Construction of phylogenomic trees

A phylogenomic tree based on the concatenated alignment of conserved protein sequences was constructed. First, proteins were selected that fitted the following criteria: (i) proteins that could be assigned to a COG and were the only protein present in this COG, and (ii) the COGs containing a single protein should be present in all seven sequenced genomes. One COG was removed manually from this dataset because of large inter-strain variation in the protein sequences which is caused by the assignment of non-orthologous proteins to the same COG. The resulting protein sequences, belonging to 649 different COGs, were subsequently aligned using MUSCLE [96]. These alignments were concatenated after which a maximum likelihood tree was constructed using PHYML [97], including bootstrapping with 1000 iterations. The resulting tree was visualized in SplitsTree4 [98]. To generate a phylogenetic tree based on gene content, pair-wise BLAST comparisons of the proteins encoded for each possible genome pair were performed. Proteins-pairs were scored as conserved between two genomes when the two proteins were each other's best BLAST hits and had an identity of ≥ 90%. The distance between two genomes was then calculated as 1 - [number of conserved CDS/number of CDS in smallest genome]. Based on this resulting distance matrix, a neighbour-joining tree was constructed and visualized using SplitsTree4 [98].
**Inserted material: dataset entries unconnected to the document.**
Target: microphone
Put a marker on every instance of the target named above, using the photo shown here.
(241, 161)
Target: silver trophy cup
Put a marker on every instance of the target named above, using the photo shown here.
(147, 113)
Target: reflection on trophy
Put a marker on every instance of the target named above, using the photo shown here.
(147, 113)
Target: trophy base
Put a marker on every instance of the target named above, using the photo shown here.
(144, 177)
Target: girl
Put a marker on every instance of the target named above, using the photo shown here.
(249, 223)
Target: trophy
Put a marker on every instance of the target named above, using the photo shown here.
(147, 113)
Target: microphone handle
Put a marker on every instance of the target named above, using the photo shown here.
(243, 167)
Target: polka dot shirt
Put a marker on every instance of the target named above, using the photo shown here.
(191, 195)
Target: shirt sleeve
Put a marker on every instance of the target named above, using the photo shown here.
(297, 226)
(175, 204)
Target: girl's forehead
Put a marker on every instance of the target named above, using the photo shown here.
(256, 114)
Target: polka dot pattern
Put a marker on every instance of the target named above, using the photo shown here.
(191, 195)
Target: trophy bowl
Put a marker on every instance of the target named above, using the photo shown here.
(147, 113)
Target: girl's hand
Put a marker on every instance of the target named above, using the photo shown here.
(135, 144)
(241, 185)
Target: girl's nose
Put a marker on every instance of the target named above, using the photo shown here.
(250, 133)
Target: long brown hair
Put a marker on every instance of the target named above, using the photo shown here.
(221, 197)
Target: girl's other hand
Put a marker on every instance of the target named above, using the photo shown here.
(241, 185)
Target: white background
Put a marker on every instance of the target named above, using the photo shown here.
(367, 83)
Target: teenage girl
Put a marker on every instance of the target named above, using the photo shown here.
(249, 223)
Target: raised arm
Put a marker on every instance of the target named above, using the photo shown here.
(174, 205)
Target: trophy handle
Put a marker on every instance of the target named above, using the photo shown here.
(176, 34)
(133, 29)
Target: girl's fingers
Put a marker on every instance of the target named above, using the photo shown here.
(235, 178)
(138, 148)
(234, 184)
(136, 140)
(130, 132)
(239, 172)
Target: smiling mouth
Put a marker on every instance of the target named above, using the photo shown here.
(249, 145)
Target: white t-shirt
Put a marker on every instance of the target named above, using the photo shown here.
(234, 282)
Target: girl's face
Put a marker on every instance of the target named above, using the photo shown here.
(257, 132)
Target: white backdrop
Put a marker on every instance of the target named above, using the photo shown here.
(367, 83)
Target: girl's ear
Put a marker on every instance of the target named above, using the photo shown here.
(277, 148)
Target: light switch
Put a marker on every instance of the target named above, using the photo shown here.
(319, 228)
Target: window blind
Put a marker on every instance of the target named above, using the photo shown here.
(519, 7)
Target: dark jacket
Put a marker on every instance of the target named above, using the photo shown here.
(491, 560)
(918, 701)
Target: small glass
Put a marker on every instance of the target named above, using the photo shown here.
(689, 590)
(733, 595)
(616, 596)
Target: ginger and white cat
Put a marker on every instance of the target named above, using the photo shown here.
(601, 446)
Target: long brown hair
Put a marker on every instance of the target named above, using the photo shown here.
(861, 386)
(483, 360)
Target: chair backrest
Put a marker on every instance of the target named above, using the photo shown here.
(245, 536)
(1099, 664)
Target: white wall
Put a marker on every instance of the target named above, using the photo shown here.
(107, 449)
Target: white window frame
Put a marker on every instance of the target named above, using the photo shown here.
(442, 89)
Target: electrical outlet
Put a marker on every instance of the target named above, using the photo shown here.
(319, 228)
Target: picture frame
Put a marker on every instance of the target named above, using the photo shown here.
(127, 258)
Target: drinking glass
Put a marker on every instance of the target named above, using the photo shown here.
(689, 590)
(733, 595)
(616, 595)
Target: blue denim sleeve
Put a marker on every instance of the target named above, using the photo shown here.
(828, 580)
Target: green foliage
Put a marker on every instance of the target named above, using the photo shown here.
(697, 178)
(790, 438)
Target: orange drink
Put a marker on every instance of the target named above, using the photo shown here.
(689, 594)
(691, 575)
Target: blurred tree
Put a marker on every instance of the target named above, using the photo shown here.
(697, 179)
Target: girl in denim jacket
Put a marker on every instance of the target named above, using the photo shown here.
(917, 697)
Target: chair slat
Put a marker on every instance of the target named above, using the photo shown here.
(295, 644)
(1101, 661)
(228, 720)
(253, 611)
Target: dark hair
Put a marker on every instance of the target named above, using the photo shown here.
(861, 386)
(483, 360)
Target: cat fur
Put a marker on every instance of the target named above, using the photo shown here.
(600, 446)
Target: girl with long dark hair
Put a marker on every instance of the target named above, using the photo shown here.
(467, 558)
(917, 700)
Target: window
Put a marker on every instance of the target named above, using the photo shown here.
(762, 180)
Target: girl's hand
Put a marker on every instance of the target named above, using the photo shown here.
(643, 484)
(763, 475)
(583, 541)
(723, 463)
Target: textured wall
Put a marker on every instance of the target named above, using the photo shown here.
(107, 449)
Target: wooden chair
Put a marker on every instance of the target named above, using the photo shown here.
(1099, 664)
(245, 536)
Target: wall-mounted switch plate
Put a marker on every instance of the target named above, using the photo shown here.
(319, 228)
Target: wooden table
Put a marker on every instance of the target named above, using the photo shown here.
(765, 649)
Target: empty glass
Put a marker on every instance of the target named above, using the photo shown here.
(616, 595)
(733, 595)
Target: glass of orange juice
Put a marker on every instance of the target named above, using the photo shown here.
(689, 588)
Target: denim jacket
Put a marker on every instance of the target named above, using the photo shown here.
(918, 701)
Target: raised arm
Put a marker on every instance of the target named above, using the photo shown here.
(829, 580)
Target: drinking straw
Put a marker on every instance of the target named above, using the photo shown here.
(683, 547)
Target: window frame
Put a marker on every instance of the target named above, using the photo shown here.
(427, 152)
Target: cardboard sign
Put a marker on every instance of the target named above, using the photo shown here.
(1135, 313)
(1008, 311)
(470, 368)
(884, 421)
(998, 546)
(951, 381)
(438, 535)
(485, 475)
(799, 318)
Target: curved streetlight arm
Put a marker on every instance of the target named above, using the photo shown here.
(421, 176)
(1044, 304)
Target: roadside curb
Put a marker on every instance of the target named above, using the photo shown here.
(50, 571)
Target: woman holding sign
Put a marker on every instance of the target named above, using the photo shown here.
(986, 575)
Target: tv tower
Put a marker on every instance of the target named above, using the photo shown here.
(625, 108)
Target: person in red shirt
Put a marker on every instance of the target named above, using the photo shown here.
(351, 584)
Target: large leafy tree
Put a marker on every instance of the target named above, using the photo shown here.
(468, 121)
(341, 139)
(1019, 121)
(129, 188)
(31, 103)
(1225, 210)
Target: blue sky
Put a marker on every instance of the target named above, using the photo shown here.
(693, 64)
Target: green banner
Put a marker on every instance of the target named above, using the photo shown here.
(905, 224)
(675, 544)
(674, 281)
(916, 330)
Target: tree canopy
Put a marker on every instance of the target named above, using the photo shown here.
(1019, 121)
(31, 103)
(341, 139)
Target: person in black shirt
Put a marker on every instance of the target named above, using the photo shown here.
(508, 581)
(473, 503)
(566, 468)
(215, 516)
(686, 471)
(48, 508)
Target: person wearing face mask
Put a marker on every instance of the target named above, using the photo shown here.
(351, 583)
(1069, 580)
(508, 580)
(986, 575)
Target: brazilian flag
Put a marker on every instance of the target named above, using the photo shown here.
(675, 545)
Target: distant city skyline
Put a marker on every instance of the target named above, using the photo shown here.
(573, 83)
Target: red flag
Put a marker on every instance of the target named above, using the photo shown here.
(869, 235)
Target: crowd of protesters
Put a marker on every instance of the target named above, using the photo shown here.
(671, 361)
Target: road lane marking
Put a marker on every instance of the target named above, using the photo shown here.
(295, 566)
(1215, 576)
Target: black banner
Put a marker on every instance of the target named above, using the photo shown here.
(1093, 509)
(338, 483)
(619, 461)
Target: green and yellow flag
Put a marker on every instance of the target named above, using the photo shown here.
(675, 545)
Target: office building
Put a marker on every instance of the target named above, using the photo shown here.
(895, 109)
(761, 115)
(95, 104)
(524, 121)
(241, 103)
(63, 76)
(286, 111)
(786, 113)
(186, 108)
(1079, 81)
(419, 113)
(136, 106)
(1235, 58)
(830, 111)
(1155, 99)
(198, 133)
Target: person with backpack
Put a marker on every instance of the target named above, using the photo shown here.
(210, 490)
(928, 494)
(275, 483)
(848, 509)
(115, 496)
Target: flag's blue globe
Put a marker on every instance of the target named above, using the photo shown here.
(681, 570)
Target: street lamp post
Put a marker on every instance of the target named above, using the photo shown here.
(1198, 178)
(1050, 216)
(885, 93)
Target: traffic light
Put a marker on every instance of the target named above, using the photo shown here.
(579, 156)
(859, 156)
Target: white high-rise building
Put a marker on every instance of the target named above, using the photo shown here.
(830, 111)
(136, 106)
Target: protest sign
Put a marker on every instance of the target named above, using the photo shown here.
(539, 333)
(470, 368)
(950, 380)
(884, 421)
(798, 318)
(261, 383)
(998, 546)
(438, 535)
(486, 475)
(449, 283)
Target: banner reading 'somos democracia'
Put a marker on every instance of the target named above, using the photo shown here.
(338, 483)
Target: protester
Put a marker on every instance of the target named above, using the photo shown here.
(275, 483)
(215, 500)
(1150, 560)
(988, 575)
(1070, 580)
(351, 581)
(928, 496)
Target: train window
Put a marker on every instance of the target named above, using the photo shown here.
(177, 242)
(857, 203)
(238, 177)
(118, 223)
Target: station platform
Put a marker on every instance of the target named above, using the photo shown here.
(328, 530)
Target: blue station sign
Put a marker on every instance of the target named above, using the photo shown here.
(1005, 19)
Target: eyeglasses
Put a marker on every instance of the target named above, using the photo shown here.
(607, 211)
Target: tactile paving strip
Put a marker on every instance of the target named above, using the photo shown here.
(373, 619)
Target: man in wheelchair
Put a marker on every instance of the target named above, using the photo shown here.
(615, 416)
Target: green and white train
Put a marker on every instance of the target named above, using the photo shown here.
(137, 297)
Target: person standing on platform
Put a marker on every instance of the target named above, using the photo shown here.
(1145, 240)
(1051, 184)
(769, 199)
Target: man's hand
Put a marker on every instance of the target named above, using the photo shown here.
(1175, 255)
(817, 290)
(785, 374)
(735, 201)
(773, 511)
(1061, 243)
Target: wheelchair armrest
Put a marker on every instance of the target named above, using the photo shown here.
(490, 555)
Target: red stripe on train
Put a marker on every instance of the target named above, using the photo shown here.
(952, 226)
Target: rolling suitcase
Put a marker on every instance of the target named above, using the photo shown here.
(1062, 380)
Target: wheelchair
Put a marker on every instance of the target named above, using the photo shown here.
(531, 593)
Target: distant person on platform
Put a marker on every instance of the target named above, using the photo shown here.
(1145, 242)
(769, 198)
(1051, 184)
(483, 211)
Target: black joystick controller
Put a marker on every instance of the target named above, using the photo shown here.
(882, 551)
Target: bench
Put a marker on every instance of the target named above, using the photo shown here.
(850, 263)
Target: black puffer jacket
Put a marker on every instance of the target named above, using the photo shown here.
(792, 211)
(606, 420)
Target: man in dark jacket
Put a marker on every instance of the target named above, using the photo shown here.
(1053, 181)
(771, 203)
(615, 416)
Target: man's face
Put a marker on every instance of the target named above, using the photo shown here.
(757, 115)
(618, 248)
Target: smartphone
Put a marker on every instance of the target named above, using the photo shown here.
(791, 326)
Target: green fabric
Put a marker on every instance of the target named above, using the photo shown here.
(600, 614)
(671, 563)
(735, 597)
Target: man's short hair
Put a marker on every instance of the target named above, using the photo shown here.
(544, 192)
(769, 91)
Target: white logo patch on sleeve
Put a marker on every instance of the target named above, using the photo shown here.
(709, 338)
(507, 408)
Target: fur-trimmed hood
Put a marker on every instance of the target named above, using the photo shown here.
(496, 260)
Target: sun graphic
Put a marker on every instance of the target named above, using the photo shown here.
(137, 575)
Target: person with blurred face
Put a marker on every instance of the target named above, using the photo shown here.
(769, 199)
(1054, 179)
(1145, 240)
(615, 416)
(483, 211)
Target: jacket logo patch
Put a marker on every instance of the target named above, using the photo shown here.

Determination of antibiotic resistance in E. faecium

The MICs of the antibiotics ampicillin, chloramphenicol, ciprofloxacin, erythromycin, gentamicin, spectinomycin, streptromycin, tetracycline, and vancomycin against the seven E. faecium strains of which the genomes were sequenced, was determined in a broth microdilution assay in cation-adjusted Muller-Hinton Broth (Oxoid, Basingstoke, United Kingdom) according to previously published methods [99,100]. Antibiotics were obtained from Sigma-Aldrich (Zwijndrecht, The Netherlands).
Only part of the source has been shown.